The ability of a microorganism to interact with host epithelial cells has been related to expression of proteins on cell surface. Among these, a large number of enzymes of the central metabolism in bacteria were shown to have additional functions in dependence of their localization; in particular some glycolytic enzymes were shown to be expressed on cell surface and to be involved in binding to host cells and proteins (Henderson and Martin 2013; Kainulanen and Korhonen 2014). In previous works we have shown that the EnoA1 alfa-enolase of L. plantarum LM3 is surface expressed and mediates interaction with fibronectin, plasminogen and Caco-2 cells (Veiga-Malta et al. 2004; Adrian et al. 2015). By means of comparative analysis between L. plantarum LM3 and its isogenic mutant strain L. plantarum LM3-CC1, carrying a deletion in the enoA1 gene, here we show that EnoA1 is involved in stimulation of TLR2 expression; indeed, Caco-2 cells challenged with LM3 wild type showed a three fold increase in TLR2 expression, while cells exposed to the LM3-CC1 mutant strain showed the same basal level found in the control sample. On the contrary, the absence of EnoA1 did not affect stimulation of TLR4 in Caco-2 cells challenged with LM3-CC1. Stimulation of cytokines and HBD2 is only partially affected by the absence of EnoA1, probably due to their already described double dependence on TLR2 and TLR4 pathways (Vora et al. 2004; Bermudez-Brito et al. 2012). We can not exclude that additional TLR pathways may be involved in L. plantarum immunomodulation.

We also found that the absence of EnoA1 lowered the ability to develop biofilm in L. plantarum LM3-CC1. Adhesins have a critical role in development of biofilms, important for persistence of probiotic strains in the colon (Ahrne and Hagslatt 2011). Moreover, it was shown that Lactobacillus reuteri biofilms have a higher protective effect on human THP-1 cells respect to the planktonic counterpart (Jones and Bersalivic 2009).
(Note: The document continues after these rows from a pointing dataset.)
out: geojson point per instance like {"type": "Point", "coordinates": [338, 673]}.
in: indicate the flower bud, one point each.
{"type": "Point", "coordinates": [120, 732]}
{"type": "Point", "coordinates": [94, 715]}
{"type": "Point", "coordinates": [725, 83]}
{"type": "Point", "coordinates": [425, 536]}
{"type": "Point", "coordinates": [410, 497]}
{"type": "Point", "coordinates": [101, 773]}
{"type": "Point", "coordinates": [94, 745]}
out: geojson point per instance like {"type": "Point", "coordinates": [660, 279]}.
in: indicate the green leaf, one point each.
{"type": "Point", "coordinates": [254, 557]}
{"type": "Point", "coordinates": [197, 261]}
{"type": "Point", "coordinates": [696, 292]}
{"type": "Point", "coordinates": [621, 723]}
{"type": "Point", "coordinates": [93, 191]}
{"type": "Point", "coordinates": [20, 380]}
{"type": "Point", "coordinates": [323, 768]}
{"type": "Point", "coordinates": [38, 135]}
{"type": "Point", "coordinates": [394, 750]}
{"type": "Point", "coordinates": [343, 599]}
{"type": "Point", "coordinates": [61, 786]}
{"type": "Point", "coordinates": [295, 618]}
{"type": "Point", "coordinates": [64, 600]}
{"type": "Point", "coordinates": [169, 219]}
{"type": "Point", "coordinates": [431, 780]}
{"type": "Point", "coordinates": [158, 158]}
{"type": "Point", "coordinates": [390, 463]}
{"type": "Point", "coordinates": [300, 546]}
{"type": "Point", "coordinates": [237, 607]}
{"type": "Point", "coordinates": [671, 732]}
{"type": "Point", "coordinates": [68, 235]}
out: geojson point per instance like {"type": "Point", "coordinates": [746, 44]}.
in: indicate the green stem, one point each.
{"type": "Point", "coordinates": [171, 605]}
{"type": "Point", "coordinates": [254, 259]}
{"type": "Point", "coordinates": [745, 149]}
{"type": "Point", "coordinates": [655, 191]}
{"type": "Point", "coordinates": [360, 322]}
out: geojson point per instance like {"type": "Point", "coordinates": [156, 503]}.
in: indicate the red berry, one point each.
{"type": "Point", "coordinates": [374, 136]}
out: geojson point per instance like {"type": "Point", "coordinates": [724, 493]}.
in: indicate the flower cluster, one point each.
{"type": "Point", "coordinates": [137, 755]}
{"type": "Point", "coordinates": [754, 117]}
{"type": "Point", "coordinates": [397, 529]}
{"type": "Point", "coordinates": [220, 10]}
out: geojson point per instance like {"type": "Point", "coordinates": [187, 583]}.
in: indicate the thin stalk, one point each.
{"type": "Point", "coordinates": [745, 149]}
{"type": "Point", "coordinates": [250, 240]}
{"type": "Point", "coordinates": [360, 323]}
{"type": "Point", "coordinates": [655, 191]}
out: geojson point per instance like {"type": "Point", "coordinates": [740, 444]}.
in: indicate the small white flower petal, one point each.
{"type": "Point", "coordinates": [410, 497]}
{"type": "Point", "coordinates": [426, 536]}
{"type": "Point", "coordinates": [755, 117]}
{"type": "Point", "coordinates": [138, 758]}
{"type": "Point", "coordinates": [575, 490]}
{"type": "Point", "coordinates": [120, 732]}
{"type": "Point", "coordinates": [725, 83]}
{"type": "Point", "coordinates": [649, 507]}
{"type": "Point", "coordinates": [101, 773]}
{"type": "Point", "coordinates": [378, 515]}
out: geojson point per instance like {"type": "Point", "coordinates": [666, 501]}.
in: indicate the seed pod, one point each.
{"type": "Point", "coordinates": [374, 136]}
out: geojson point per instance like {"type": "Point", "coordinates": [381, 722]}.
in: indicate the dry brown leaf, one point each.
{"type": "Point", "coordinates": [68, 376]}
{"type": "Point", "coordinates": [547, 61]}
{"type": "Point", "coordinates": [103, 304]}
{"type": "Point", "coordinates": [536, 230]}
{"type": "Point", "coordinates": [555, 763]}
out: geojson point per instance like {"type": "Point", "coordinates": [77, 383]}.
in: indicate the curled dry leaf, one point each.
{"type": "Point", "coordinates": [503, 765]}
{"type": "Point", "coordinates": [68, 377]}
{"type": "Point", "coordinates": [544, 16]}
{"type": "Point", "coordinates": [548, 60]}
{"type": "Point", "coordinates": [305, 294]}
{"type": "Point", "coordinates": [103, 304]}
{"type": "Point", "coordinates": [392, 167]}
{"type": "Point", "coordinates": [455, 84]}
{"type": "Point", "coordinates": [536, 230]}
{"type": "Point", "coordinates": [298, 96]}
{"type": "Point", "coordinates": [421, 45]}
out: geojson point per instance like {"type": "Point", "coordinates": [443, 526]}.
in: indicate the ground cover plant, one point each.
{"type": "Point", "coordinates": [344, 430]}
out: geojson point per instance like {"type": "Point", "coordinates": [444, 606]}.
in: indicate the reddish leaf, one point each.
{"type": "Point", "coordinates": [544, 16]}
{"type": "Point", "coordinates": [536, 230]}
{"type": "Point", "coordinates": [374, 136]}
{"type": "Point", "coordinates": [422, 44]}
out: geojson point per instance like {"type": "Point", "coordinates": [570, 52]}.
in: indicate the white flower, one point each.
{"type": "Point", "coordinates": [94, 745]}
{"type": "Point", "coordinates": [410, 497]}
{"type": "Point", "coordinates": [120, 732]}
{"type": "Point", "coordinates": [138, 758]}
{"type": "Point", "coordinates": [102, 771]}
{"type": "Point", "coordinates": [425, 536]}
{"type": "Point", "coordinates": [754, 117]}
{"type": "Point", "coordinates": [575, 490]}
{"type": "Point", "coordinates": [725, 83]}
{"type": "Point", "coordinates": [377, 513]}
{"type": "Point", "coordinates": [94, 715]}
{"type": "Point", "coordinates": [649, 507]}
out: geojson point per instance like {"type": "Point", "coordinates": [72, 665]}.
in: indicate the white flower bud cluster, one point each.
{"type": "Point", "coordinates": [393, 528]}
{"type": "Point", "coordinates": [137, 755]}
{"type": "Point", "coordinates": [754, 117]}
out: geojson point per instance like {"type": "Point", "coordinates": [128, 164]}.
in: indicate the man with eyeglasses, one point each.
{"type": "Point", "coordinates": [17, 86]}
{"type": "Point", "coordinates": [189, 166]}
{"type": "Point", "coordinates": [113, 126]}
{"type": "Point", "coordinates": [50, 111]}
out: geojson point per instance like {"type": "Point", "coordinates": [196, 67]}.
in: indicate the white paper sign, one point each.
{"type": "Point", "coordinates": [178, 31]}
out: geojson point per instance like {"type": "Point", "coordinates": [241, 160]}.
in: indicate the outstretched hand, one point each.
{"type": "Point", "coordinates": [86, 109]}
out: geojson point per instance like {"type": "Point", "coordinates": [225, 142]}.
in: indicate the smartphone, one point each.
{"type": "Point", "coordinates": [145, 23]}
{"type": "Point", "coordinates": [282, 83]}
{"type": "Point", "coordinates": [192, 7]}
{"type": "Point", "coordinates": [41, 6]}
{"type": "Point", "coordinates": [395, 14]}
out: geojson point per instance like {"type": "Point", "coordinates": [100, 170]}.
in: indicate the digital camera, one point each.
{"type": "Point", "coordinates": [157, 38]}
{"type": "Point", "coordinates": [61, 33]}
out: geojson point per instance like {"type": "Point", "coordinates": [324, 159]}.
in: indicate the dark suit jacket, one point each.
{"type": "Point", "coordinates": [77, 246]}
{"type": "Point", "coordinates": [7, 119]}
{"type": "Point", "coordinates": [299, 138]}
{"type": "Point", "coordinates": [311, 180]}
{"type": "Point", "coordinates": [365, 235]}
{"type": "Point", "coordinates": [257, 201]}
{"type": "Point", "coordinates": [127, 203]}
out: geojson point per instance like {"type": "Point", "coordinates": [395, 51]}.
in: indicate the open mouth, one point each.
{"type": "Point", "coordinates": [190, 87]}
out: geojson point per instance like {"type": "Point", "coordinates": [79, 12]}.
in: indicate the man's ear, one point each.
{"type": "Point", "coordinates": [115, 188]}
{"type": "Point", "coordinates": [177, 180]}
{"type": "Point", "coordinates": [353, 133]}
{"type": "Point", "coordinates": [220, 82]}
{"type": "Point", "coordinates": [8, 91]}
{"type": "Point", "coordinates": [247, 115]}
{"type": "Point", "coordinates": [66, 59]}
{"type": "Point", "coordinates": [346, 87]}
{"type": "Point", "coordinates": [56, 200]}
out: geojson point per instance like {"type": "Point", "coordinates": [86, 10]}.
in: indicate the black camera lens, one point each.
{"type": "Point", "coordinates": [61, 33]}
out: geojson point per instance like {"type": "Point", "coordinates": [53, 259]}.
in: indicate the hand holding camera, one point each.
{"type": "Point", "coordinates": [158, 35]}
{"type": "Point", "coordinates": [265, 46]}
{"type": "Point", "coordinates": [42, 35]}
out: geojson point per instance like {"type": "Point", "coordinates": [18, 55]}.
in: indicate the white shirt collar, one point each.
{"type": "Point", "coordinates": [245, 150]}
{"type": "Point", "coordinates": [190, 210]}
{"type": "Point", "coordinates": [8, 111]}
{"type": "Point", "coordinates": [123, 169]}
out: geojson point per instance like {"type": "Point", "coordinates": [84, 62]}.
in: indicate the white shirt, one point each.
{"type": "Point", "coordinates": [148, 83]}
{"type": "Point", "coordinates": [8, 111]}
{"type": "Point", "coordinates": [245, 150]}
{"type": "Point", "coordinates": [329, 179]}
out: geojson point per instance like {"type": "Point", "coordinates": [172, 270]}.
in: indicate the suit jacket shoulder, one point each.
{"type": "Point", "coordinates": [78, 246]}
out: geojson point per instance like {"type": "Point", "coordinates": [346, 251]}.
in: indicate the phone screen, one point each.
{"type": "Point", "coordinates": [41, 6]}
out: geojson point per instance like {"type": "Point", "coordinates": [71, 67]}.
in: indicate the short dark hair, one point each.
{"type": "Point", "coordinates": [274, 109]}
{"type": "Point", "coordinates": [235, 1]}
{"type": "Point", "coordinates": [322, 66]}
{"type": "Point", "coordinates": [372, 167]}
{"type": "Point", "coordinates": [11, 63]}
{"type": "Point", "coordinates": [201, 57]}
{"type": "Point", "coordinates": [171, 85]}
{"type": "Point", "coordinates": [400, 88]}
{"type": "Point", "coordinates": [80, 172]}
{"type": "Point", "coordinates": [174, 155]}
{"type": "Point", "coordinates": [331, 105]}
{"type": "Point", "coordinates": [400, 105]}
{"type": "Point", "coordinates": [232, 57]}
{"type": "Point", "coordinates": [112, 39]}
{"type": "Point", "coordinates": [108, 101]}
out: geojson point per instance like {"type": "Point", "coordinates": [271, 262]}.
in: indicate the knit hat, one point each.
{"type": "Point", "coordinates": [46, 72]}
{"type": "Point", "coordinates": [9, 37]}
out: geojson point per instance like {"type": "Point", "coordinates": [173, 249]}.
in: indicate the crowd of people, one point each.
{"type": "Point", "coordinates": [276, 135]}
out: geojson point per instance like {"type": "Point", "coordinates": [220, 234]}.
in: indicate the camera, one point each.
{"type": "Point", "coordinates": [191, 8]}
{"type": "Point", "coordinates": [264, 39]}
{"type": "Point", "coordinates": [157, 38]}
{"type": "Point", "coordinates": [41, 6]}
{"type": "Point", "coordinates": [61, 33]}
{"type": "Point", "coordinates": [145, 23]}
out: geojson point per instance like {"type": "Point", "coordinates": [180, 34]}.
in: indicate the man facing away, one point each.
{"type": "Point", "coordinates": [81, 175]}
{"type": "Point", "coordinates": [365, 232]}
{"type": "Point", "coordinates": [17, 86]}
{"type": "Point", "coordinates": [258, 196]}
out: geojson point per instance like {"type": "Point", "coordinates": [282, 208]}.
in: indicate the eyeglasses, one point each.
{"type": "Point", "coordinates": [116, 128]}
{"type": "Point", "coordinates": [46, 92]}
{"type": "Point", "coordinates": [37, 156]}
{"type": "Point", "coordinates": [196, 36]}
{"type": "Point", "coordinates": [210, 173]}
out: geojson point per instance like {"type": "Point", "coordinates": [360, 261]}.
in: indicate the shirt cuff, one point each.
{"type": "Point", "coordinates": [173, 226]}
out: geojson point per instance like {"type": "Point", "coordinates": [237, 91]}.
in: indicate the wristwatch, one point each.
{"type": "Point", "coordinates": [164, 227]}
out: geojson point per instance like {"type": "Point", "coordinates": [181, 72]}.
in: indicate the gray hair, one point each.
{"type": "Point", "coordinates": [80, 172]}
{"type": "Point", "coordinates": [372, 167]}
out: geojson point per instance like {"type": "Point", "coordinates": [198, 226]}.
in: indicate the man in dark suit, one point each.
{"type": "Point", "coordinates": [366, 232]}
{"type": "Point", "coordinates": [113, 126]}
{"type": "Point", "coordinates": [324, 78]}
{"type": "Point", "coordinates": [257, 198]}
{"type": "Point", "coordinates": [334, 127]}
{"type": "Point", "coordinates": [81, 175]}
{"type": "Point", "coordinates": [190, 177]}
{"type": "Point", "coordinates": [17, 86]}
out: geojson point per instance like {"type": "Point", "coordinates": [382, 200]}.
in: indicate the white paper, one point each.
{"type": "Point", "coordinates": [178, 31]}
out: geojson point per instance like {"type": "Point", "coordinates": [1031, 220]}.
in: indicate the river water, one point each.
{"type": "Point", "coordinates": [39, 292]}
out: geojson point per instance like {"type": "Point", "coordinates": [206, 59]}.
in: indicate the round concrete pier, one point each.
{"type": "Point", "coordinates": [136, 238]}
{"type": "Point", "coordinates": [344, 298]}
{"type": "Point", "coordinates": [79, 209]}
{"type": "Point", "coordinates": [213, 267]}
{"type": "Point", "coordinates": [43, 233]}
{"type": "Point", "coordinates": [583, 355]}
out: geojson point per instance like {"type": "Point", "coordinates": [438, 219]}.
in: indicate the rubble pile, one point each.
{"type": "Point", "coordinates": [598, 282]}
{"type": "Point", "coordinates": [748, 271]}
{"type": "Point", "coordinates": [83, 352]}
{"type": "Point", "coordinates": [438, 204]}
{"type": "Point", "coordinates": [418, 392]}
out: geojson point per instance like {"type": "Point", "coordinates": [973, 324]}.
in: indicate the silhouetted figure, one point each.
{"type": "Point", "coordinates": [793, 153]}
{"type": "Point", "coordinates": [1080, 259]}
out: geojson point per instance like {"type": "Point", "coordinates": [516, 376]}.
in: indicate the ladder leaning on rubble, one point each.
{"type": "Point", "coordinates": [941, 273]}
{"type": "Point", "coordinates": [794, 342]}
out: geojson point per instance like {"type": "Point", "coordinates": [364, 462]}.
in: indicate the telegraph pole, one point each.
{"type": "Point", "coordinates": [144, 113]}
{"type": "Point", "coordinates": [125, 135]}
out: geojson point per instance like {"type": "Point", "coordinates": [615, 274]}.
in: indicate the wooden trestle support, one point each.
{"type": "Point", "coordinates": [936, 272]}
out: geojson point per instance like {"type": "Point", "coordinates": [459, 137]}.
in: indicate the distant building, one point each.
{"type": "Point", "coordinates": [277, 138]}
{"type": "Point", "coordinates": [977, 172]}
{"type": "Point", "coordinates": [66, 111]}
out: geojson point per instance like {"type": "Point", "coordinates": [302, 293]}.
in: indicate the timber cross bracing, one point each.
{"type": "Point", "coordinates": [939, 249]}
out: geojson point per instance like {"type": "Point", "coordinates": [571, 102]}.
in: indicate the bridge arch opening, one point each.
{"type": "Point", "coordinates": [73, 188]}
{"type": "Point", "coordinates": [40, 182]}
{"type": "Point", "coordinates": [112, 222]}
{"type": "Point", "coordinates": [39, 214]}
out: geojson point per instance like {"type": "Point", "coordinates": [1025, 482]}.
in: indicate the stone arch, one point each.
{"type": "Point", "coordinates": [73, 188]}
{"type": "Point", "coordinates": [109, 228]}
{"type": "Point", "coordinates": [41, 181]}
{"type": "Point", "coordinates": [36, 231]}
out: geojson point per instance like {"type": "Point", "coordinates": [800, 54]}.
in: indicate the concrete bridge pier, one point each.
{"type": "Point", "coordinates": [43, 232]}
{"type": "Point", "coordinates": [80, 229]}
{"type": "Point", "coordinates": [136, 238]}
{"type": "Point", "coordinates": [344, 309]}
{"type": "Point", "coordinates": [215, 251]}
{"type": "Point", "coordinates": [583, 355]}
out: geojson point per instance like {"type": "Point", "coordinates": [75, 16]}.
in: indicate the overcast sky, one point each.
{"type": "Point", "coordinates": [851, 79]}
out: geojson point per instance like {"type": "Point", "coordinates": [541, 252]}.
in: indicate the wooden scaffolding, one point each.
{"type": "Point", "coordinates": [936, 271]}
Effects of treatments based on probiotics administration to counteract biofilm-associated infections have been recently reviewed (Vuotto et al. 2014).

In summary, here we show evidence for the role of surface expressed enolase in immunostimulation of Caco-2 cells exposed to L. plantarum LM3. Enolase has been described as an important antigen involved in virulence of many pathogens (Henderson and Martin 2013; Pancholi 2001; Dinis et al. 2009). Knowledge about enolase-mediated activation of pathways involved in protective immunomodulation triggered by probiotics may give an insight on their competitive exclusion mechanisms against pathogens.